5 comments on “The Prejudice of One Law

  1. lwk2431

    ” 1. Eliminate automatic immunity from prosecution without judicial review. 2. Require proof of self-defense claims and establish a burden of proof that does not adversely impact survivors of domestic abuse.”

    There is no automatic immunity. Prosecutors will take it to court if the evidence doesn’t back the claim. So, let’s require proof unless it is a woman shooting a man? Is that what point #2 is about?

    lwk

    1. lwk2431

      “Evidence on whether a person feels threatened? It’s more of my word against your word.”

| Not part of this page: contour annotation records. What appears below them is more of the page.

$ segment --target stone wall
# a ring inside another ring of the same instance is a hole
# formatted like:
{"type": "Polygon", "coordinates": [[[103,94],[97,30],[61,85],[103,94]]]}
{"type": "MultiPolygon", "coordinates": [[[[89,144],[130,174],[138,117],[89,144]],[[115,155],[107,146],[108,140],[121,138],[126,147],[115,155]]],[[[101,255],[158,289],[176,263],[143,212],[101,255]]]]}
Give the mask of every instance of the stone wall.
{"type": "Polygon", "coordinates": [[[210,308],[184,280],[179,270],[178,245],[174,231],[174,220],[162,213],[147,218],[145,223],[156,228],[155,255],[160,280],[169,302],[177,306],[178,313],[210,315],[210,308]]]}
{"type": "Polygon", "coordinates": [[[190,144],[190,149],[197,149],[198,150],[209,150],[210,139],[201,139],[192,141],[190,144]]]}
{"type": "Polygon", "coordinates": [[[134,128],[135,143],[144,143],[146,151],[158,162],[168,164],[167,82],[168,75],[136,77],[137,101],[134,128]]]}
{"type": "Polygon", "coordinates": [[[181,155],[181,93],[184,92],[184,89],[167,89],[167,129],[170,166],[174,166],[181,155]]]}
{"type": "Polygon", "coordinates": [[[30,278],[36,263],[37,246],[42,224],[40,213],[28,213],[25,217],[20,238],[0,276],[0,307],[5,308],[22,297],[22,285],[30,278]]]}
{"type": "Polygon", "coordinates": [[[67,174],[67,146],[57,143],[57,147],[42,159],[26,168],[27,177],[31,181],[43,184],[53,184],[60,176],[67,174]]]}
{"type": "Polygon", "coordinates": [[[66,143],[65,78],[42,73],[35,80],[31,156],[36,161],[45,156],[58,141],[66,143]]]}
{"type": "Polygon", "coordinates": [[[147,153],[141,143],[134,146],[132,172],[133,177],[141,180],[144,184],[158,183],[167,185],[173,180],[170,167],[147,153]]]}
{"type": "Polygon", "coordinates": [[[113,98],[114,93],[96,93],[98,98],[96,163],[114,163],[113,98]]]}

      I have a license to carry a concealed handgun from Texas. Texas also has a stand your ground law. Your idea that a person can say they feel threatened – whether you say it, or quote it from another site – is purely fictional. The legal standard if it goes to trial is the mythical reasonable person – you have to convince a jury that your fear was reasonable, not just that you were afraid. If the situation doesn’t look legit – the evidence doesn’t support the claim – then you can bet it will go to trial.

      This is one of the distortions that people have made against this law. I have a link on my site to some posts by Massad Ayoob, a certified expert on self defense who was an expert witness brought in by the Zimmerman defense team in that trial. It is all worth reading, but he deals with the stand your ground aspects, and how evidence almost always will back up self defense claims if the claims are legitimate.

      Inside the Zimmerman Trial
      http://free2beinamerica2.wordpress.com/2013/08/28/inside-the-zimmerman-trial/

      The real reason Zimmerman wasn’t initially charged was that the evidence was hugely on his side. Despite all of the mistruths and politically motivated rhetoric, when the jury actually saw the evidence he was found not guilty.

      regards,

      lwk

  2. lwk2431

    “The Tampa Bay Times in 2012 reported: “of the nearly 200 cases, 73 percent of defendants invoking the law faced no penalty when a black victim was involved.”

    According to FBI statistics for 2011 for homicide where the race of the offender was known it was black 52.4% of the time despite blacks being less than 14% of the population. And blacks were most often the victim.

    Blacks are something like 8 times more likely to commit murder so it shouldn’t be surprising they are overrepresented. Blacks are overrepresented in a lot of criminal activities in the U.S., and often those are violent criminal activities.

    lwk

  3. lwk2431

    “The question is, who determines whether or not that fear is reasonable?”

    If there is any real doubt, based on the evidence, then it will go to court and the jury will decide if a mythical “reasonable person” would have seen it the same way.

    The previous “duty to retreat” standard often place an unreasonable burden on people attempting self defense. If you are being attacked your body will be flooded with a huge rush of adrenaline create a tunnel vision towards the attacker and a route of retreat may not be obvious. Retreating often is more dangerous than standing your ground in self defense.

    The fact is that in the vast majority of cases the physical evidence will tell the story, like it did in the Zimmerman case. The physical evidence monumentally proved he was acting in legal self defense.